How to refinance student loans with low income
If you decide refinancing makes sense for you, here are the steps you can take to apply:
- Check your credit. Along with income, your credit can make or break your student loan refinancing application. Check your score before you apply so you know what you’re working with. Consider enlisting a cosigner if your credit is on the low side.
- Shop around with lenders. Some lenders have more stringent requirements than others, so look for ones that would be a good match for your financial profile. You may be able to check your offers through prequalification, which allows you to see if you can get approved without undergoing a hard credit inquiry.

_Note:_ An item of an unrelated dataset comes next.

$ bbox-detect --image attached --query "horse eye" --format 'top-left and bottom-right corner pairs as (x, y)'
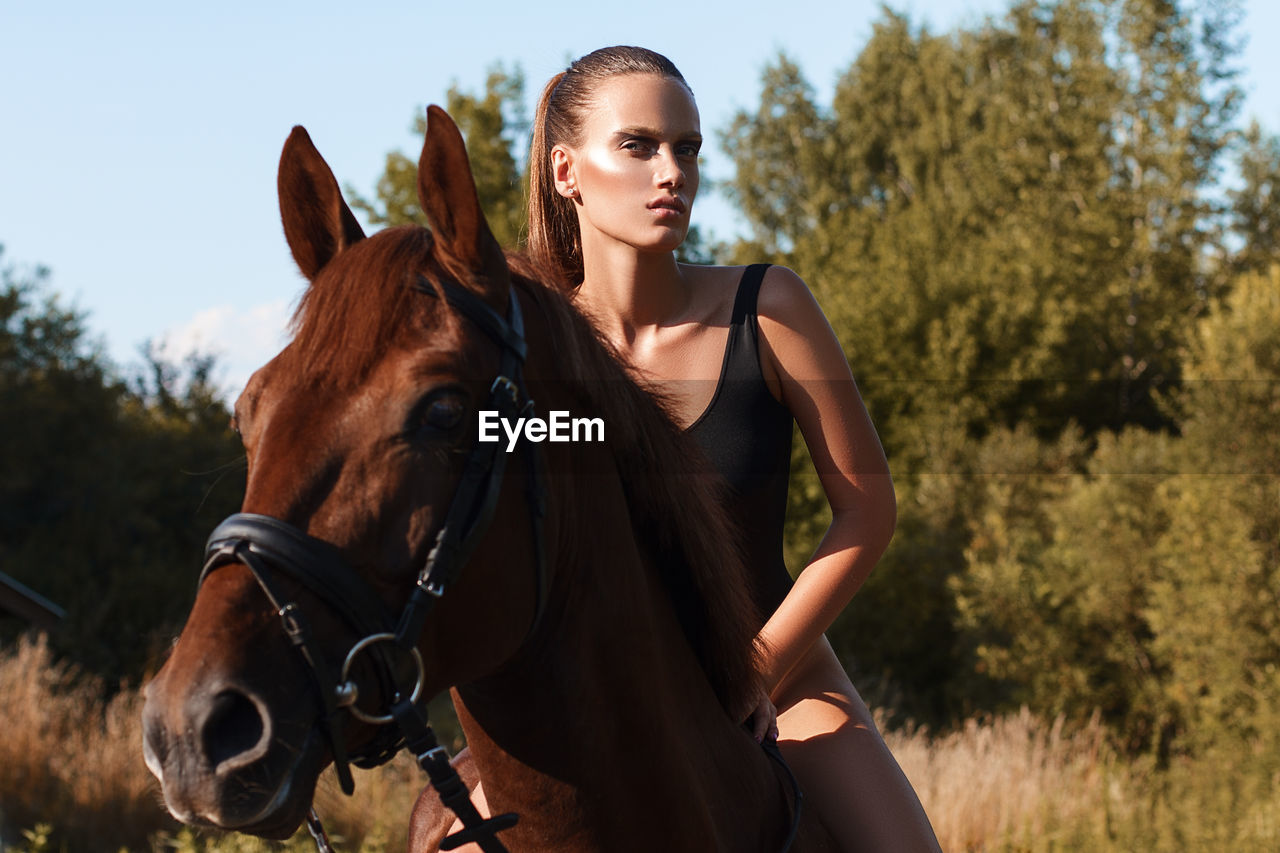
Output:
(426, 396), (466, 429)
(413, 391), (467, 437)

- Compare your refinance offers. To choose your best offer, look for a loan with a low interest rate, few (or no) fees, and repayment terms that work for your budget. Consider whether the lender offers any other benefits, such as payment modification if you lose your income.
- Choose an offer and apply. If you find an appealing offer, you can submit an official application and any verifying documentation the lender requires. Once everything goes through, you’ll start paying back your new, refinanced student loan.
Ask the expert
Evaluate the new monthly payment you are projected to pay with a refinanced loan. If it does not fit your budget, I would not suggest that they refinance and instead continue to repay your student loans (while also communicating with the lender if you will be late on a payment). Then, reevaluate consolidation when cash flow is more favorable, your credit has (hopefully) increased, interest rates are more favorable, and/or your income has increased.
Alternatives to student loan refinance
If refinancing is not the best option for you, consider these alternatives for managing your private student loans:
- Contact your lender about your options: If you’re concerned about missing payments, contact your lender ASAP to see if it can help. Some options might include temporary forbearance, payment modification, new repayment terms, or an adjusted payment due date.
- Pursue a loan repayment assistance program (LRAP): Although private student loans aren’t eligible for federal forgiveness programs, they may qualify for repayment assistance from your state or a private organization. Most LRAPs are designed for qualified professionals working in high-need or underserved communities.
- Consider a home equity loan or HELOC: Homeowners could tap into their home equity to pay off their student loans. This option could save you money if your home equity loan or HELOC has a better interest rate than your student loans. However, the risk is that you could lose your home to foreclosure if you can’t repay what you borrow.